Die Vorschläge des Zwischenberichts wiesen gerade auch mit der Vereinheitlichung der Begriffe im Sozialrecht in die richtige Richtung. Sozialstaatliche Leistungen müssen so ausgestaltet werden, dass sie nachvollziehbar sind und als fair angesehen werden können. Sozialstaatliche Leistungen- etwa die neue Grundsicherung für Arbeitssuchende - müssen Menschen, die in Not geraten, ermutigend helfen. Transparente Regelungen statt kleinteiliger Einzelfallprüfungen sind zu entwickeln - es geht um eine Kultur der Unterstützung statt überzogener Sanktionsroutinen, die Ressourcen in der Verwaltung unnötig binden.

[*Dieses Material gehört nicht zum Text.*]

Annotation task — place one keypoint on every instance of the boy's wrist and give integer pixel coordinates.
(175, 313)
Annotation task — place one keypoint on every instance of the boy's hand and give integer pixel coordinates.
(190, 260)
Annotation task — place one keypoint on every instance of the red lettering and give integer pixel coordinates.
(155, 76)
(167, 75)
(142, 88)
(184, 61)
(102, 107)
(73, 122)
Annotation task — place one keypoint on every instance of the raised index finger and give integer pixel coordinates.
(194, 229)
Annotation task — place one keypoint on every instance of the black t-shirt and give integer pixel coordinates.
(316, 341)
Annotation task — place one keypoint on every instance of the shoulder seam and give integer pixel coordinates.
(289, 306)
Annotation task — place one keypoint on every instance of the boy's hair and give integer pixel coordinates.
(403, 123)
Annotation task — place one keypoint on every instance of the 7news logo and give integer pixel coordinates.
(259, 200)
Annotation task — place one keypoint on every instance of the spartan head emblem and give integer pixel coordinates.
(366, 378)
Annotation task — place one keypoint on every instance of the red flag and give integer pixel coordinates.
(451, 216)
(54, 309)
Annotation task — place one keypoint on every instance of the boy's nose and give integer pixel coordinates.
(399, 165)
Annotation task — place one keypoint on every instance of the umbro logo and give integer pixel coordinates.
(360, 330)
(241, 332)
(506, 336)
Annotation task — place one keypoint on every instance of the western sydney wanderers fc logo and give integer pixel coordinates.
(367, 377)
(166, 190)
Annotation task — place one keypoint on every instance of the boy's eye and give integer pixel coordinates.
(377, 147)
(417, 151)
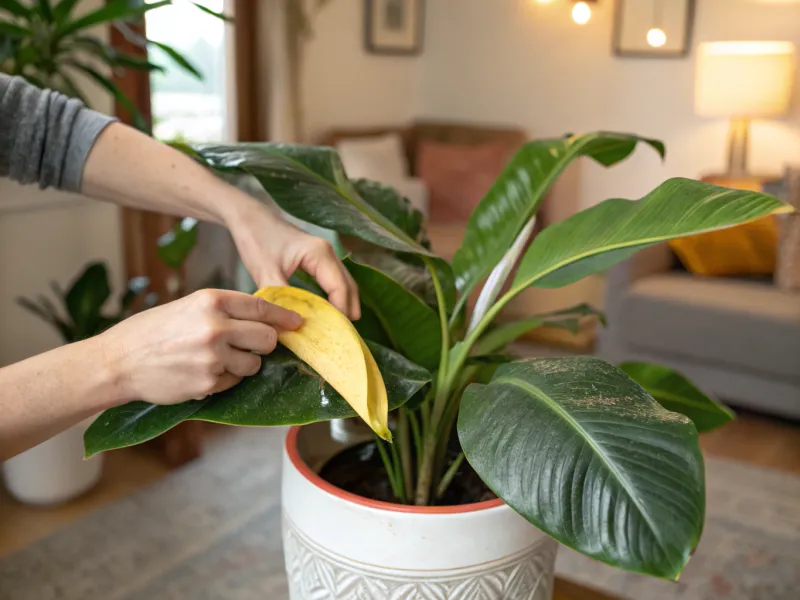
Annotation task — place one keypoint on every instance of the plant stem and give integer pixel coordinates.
(442, 307)
(398, 472)
(431, 428)
(404, 443)
(387, 463)
(449, 475)
(415, 432)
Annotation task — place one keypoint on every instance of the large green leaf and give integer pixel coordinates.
(121, 10)
(388, 201)
(410, 323)
(676, 393)
(14, 31)
(502, 335)
(599, 237)
(63, 9)
(85, 299)
(583, 453)
(516, 195)
(310, 184)
(15, 7)
(368, 326)
(285, 392)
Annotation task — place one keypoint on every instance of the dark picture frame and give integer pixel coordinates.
(624, 14)
(394, 27)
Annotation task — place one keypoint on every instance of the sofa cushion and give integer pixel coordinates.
(380, 158)
(458, 176)
(745, 324)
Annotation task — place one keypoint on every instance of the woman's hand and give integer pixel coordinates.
(201, 344)
(272, 249)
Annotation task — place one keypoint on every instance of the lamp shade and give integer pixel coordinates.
(744, 79)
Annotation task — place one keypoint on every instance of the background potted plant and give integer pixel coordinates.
(494, 460)
(55, 471)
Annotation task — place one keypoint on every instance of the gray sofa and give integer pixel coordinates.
(737, 339)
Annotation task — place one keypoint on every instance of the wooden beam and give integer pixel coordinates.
(141, 230)
(250, 105)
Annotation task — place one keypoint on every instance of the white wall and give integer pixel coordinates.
(48, 236)
(524, 63)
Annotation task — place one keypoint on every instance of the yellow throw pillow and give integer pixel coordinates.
(747, 249)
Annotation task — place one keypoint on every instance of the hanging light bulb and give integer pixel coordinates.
(581, 13)
(656, 37)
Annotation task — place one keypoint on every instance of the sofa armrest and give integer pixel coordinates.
(650, 261)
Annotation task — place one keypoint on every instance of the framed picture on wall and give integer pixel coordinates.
(393, 26)
(653, 28)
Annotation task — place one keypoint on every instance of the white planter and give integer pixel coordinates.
(339, 546)
(54, 471)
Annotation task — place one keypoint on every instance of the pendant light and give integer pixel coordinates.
(582, 12)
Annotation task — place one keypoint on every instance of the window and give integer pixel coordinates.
(184, 107)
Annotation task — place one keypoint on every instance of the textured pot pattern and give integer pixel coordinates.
(341, 547)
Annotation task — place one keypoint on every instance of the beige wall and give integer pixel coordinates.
(343, 85)
(520, 62)
(45, 236)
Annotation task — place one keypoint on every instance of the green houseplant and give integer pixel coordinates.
(81, 314)
(47, 42)
(55, 471)
(576, 446)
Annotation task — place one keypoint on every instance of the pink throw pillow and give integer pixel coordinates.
(458, 176)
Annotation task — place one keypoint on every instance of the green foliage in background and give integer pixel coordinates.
(48, 42)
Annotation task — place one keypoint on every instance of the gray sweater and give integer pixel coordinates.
(45, 137)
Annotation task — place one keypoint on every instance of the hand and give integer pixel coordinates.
(272, 249)
(201, 344)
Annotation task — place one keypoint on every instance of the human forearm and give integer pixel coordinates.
(132, 169)
(45, 394)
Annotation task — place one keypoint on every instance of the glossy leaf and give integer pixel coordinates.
(676, 393)
(175, 246)
(63, 9)
(583, 453)
(285, 392)
(388, 201)
(15, 7)
(85, 299)
(516, 195)
(45, 10)
(597, 238)
(409, 322)
(310, 184)
(12, 30)
(368, 326)
(413, 274)
(112, 11)
(502, 335)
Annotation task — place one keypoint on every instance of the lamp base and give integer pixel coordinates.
(738, 142)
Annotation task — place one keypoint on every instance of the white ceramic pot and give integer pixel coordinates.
(339, 546)
(54, 471)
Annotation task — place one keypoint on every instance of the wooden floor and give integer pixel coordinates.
(752, 439)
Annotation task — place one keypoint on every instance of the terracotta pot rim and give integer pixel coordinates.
(316, 480)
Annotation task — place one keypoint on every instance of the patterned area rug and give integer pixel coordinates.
(212, 531)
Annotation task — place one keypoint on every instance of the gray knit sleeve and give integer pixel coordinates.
(45, 137)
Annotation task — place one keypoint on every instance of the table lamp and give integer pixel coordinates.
(743, 81)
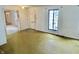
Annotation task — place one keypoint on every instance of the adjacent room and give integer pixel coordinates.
(39, 29)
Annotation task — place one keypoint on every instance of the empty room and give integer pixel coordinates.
(39, 29)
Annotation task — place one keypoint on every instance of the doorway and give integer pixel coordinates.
(12, 23)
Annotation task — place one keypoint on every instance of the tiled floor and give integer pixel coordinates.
(33, 42)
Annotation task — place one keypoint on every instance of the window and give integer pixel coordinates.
(53, 19)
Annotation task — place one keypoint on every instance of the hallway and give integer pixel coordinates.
(35, 42)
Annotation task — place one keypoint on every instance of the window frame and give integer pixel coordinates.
(52, 20)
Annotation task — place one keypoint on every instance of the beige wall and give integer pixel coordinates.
(23, 20)
(2, 27)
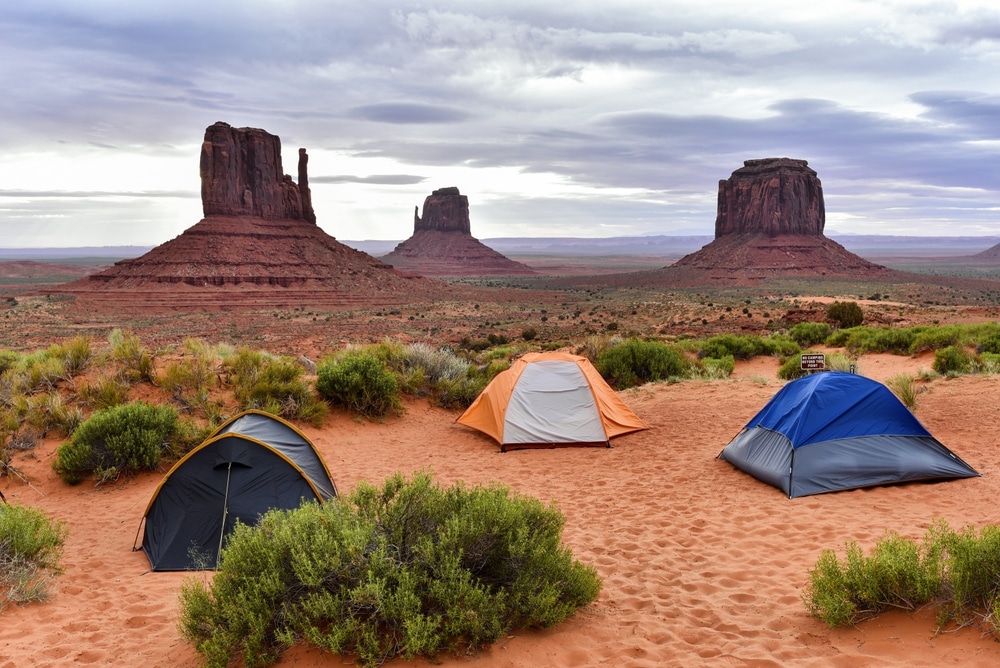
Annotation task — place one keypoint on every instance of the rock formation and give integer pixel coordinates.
(258, 243)
(442, 243)
(241, 175)
(771, 196)
(990, 255)
(770, 225)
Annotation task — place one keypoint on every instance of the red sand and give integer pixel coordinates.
(702, 565)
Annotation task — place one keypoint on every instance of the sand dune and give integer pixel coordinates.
(702, 565)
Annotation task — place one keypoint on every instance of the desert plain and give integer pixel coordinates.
(701, 564)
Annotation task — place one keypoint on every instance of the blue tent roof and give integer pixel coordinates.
(811, 410)
(833, 431)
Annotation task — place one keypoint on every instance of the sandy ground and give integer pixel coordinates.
(702, 565)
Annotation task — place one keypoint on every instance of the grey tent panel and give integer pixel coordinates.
(847, 463)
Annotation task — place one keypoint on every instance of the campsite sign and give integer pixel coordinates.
(813, 362)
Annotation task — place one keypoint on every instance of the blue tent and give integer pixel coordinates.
(831, 431)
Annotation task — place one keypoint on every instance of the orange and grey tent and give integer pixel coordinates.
(547, 400)
(253, 463)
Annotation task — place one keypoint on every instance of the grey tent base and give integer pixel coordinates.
(848, 463)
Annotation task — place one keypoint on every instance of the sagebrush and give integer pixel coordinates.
(406, 569)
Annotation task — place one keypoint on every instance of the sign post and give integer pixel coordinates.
(813, 362)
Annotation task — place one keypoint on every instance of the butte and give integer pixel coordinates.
(442, 243)
(258, 245)
(769, 224)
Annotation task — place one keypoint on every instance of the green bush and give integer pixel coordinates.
(635, 362)
(905, 387)
(961, 569)
(461, 392)
(791, 368)
(898, 574)
(105, 392)
(809, 333)
(746, 347)
(117, 441)
(952, 360)
(718, 368)
(360, 382)
(845, 314)
(272, 384)
(31, 545)
(408, 569)
(136, 362)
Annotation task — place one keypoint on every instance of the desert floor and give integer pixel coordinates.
(702, 565)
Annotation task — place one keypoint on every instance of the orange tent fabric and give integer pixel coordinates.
(548, 400)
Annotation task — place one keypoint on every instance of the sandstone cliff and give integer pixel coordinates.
(771, 196)
(442, 243)
(257, 244)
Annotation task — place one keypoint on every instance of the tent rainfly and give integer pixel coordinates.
(833, 431)
(547, 400)
(252, 463)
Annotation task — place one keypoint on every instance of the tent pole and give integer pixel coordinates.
(225, 514)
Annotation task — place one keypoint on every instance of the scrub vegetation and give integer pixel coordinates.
(406, 569)
(31, 545)
(958, 571)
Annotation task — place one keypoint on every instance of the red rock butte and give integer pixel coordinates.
(258, 244)
(769, 224)
(442, 243)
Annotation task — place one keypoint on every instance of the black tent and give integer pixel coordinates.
(253, 463)
(832, 431)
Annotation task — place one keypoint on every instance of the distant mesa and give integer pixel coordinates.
(990, 255)
(442, 243)
(769, 224)
(258, 241)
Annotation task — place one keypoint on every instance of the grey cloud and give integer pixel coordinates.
(406, 113)
(377, 179)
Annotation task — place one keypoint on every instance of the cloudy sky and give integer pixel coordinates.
(580, 118)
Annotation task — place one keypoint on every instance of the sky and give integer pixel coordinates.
(556, 119)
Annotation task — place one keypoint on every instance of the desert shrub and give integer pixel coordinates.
(935, 338)
(407, 569)
(952, 360)
(989, 344)
(136, 362)
(718, 368)
(635, 362)
(31, 545)
(809, 333)
(791, 368)
(190, 379)
(121, 440)
(47, 413)
(40, 372)
(973, 569)
(77, 354)
(845, 314)
(746, 347)
(989, 363)
(904, 386)
(189, 434)
(899, 573)
(860, 340)
(105, 392)
(359, 382)
(462, 391)
(272, 384)
(593, 346)
(8, 360)
(435, 363)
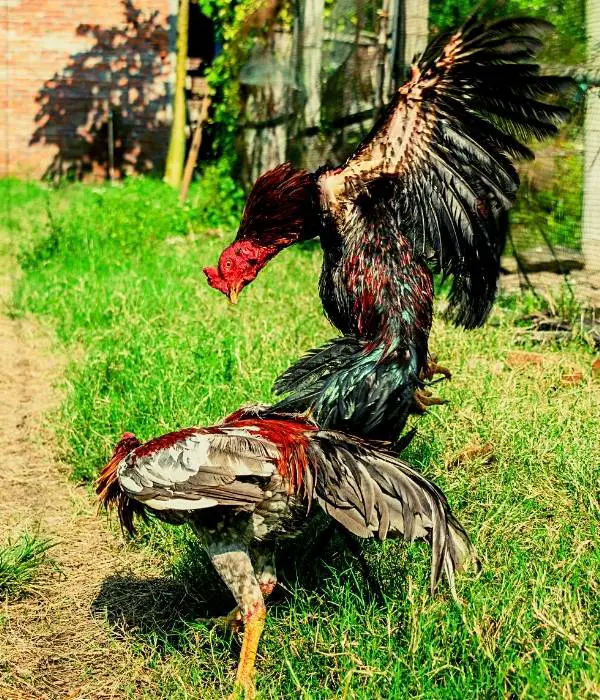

Verteilungsgerechtigkeit und Demographie
Auch die Finanzierung staatlicher Aufgaben braucht Nachvollziehbarkeit und Plausibilität, Reformen werden nicht gelingen, wenn Fragen der Verteilungsgerechtigkeit unbeantwortet bleiben. Der Eindruck, dass sich die der Besteuerung entziehen, die mit ihrem Einkommen einen besonders großen Beitrag zur Finanzierung öffentlicher Aufgaben leisten könnten und sollten, sät Misstrauen und untergräbt die Zustimmung in unsere staatlichen Institutionen. Steuerbetrug zu bekämpfen, wie es die Initiative fordert, ist nur die Spitze des Eisbergs. Es geht auch darum unser Steuersystem weiterzuentwickeln, etwa indem mit einer Reform der Erbschaftssteuer Fragen der Verteilungs- und Generationengerechtigkeit neu beantwortet werden.
Sicherheitsarchitektur
Schon der Zwischenbericht der Initiative hat der äußeren Sicherheitslage eine große Aufmerksamkeit geschenkt und für ein neues Verständnis von Verteidigung und Verteidigungsbereitschaft geworben. Militärische und zivile Resilienz sind gemeinsam zu stärken. Mit der Wehrdienstnovelle, die Bundesverteidigungsminister Pistorius gerade vorbereitet, wird hier sehr bald zu sehen sein, ob die Empfehlungen verstanden wurden. Eine Reform des Wehrdienstes muss eingebettet sein in éin Gesamtkonzept der Resilienzdienste. Die Initiatoren der Initiative werben in diesem Sinn für ein verpflichtendes Dienstjahr. Wir als Caritasverband setzen uns für einen attraktiven freiwilligen Resilienzdienst ein, der bei der Bundeswehr, im Zivilschutz oder in den Einsatzstellen der klassischen Freiwilligendienste geleistet werden kann. Es lohnt sich im freiheitlichen Staat dafür zu werben, unsere Demokratie gegen äußere, innere und soziale Gefährdungen gemeinsam, freiwillig und engagiert zu verteidigen.